Hay aspectos de este nuevo constitucionalismo latinoamericano que resultan
extraños a la doctrina clásica del derecho constitucional. Es difícil encontrar entre las
ciencias sociales un ámbito científico que haya avanzado menos en los últimos siglos que
el derecho constitucional. Las dinámicas conservadoras de la disciplina favorecen las
desconfianzas sobre posiciones innovadoras, inventos, y las nuevas constituciones
latinoamericanas si hacen algo es inventar. Diferenciar más de los tres poderes clásicos,
crear nuevas formas de participación, incluir elementos
mixtos de control de la
constitucionalidad, regular los bancos centrales, etc ., produce aún algunos rechazos en
las aulas y la doctrina. Puede que erradamente o no –otro objeto de discusión es sobre
si es legítimo o no un derecho a errar-, pero desde luego el nuevo constitucionalismo
latinoamericano cuenta con un componente de originalidad que, para encontrarlo en los
experimentos constituyentes comparados, tendríamos que escarbar muy atrás.

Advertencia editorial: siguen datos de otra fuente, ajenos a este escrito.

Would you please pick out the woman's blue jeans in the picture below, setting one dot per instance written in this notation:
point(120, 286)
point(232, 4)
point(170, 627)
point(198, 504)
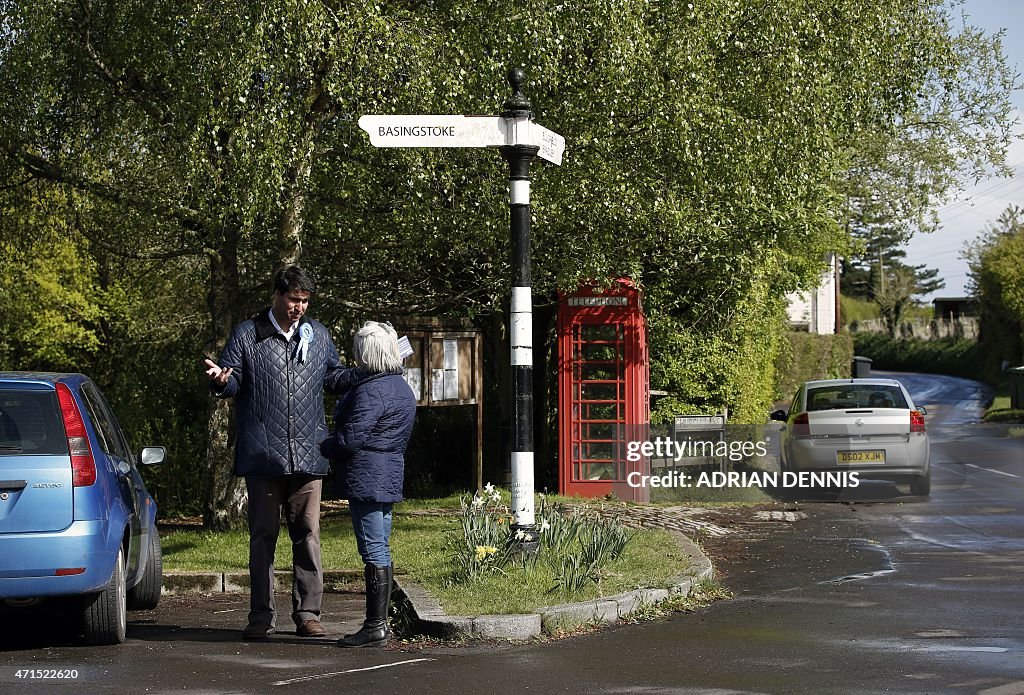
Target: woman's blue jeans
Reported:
point(372, 523)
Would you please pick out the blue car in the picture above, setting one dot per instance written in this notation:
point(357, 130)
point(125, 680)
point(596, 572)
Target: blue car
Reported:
point(76, 520)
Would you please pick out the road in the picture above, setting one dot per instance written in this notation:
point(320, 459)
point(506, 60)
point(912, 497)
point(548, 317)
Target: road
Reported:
point(868, 594)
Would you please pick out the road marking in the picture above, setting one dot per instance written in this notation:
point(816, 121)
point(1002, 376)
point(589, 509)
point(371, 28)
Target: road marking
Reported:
point(1009, 689)
point(992, 470)
point(305, 679)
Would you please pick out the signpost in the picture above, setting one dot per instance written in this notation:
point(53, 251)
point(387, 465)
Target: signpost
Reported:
point(519, 140)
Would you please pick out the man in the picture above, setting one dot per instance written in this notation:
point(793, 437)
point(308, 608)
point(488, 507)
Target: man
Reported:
point(276, 365)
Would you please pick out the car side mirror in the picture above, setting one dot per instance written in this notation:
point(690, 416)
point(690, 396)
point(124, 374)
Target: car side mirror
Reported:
point(153, 454)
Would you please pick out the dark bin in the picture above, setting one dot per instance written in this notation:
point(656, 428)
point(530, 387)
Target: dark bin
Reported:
point(861, 367)
point(1016, 388)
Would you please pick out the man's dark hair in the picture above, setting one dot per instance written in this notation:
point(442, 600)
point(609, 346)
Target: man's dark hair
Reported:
point(293, 277)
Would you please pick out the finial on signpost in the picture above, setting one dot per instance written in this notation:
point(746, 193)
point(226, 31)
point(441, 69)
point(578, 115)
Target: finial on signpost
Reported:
point(518, 104)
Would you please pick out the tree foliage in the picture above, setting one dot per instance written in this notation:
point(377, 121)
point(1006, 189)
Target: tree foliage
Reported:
point(715, 154)
point(996, 262)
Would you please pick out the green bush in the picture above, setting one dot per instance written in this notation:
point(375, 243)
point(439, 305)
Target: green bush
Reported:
point(807, 355)
point(954, 357)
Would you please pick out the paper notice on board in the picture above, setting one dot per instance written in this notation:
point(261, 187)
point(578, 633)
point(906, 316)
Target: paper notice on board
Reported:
point(414, 377)
point(437, 385)
point(451, 354)
point(451, 370)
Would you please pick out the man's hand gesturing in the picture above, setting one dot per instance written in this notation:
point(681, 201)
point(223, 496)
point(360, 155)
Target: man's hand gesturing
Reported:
point(215, 374)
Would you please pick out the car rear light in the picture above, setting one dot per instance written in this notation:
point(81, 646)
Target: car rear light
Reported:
point(70, 571)
point(83, 466)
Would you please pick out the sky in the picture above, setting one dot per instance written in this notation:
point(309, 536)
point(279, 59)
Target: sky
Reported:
point(978, 206)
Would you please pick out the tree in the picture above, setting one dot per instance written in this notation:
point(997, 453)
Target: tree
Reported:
point(996, 263)
point(709, 150)
point(186, 132)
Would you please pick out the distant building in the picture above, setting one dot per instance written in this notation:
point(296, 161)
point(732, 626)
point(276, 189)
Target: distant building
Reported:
point(954, 307)
point(817, 310)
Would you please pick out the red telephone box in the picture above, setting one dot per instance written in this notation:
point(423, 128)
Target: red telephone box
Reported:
point(603, 390)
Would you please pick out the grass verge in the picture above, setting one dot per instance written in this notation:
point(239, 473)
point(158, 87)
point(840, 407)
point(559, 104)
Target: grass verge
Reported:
point(418, 543)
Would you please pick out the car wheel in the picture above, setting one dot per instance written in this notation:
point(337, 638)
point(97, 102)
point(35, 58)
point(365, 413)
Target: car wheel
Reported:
point(922, 486)
point(107, 613)
point(145, 595)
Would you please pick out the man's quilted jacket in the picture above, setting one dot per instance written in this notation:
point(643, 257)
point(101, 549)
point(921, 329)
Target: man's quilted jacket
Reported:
point(279, 396)
point(373, 424)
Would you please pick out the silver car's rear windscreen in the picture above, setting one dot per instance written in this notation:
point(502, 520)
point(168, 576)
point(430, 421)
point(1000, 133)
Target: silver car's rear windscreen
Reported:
point(843, 396)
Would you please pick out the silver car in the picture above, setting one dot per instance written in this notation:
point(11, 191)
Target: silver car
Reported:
point(867, 426)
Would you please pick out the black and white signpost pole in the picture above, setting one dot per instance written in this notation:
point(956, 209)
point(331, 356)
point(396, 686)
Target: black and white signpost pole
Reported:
point(519, 157)
point(519, 140)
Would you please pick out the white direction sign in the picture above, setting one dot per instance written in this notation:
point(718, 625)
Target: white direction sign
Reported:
point(461, 131)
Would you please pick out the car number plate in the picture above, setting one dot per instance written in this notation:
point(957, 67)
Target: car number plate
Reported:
point(867, 457)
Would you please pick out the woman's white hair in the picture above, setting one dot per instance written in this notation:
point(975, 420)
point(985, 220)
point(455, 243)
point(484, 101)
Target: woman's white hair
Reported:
point(376, 348)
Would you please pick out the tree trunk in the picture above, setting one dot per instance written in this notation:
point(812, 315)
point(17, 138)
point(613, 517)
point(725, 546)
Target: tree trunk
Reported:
point(225, 494)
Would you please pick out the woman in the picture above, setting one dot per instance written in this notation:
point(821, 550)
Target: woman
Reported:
point(373, 424)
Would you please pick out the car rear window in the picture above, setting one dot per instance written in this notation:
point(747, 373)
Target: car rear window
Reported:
point(855, 395)
point(31, 423)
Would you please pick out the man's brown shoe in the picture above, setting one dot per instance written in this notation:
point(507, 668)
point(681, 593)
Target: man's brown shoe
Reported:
point(311, 627)
point(257, 631)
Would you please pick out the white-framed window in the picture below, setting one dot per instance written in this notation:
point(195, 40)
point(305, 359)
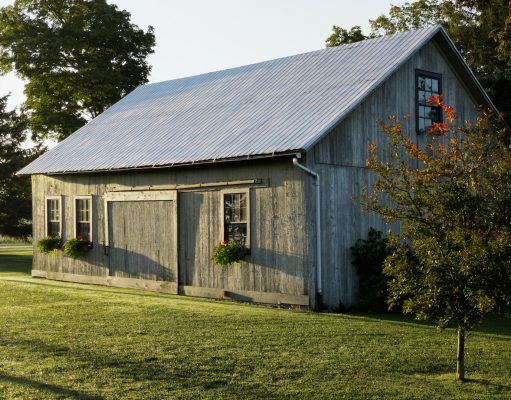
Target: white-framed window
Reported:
point(235, 209)
point(53, 216)
point(83, 217)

En resumen, la dinámica de la historia ha inaugurado un momento constituyente
que puede ser decisivo en la evolución del Derecho constitucional, disciplina poco proclive
a los imprevistos y a los sobresaltos. Esta sucesión constituyente se fundamenta en la
necesidad de institucionalizar las demandas sociales de cambio a través de alteraciones
estratégicas en esa codificación de valores y objetos sociales que son las constituciones.

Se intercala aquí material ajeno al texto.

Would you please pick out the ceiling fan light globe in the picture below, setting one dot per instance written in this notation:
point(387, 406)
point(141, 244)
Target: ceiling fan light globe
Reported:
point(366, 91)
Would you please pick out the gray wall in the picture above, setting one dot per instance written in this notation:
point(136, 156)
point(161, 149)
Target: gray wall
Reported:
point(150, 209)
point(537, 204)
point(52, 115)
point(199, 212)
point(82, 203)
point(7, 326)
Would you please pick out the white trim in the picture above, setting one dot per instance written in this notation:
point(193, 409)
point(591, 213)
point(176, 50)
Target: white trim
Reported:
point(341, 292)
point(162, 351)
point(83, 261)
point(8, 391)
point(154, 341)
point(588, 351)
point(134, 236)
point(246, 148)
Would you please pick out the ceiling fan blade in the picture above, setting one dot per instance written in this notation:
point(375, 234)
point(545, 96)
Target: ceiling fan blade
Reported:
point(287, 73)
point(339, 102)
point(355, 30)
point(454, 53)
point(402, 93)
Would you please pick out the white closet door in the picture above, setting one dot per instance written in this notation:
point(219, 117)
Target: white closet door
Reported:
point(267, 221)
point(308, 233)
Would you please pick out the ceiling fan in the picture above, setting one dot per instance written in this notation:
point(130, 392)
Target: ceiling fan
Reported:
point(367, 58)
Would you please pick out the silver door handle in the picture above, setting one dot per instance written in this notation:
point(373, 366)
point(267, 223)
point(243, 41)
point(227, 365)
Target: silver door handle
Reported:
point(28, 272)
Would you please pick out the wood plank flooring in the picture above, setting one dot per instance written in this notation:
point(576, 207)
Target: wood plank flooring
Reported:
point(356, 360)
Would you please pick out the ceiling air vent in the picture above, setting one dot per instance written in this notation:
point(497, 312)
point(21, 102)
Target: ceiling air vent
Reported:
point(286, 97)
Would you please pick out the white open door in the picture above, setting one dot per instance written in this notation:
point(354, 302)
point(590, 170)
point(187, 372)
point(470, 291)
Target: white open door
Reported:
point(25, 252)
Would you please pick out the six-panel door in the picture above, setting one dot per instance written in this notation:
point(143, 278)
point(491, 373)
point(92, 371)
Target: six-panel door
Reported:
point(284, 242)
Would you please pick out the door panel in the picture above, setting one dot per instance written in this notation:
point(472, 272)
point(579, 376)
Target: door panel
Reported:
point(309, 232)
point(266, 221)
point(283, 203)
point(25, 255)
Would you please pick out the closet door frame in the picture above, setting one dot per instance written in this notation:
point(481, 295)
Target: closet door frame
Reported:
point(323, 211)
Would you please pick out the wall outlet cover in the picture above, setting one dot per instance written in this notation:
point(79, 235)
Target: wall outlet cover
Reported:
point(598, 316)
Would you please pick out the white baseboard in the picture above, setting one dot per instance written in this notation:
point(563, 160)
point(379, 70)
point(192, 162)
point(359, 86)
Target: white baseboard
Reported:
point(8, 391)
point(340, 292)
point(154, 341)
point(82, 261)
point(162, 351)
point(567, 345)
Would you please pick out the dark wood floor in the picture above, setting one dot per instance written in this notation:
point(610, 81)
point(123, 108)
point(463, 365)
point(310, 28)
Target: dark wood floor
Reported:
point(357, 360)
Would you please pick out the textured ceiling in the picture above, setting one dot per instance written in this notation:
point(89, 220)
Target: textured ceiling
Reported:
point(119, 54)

Y las condiciones sociales que enmarcan los cambios políticos se dan, en estos
momentos, en América latina. Por esta razón,
debemos estar atentos a un posible
cambio de paradigma en el Derecho constitucional que puede intensificar las diferencias
entre un viejo y un nuevo constitucionalismo. A partir de ese momento cabrá valorar si la
necesidad constitucional se mantiene en América latina o se trata de un paso definitivo
hacia un triunfo mundial de un nuevo concepto de Constitución.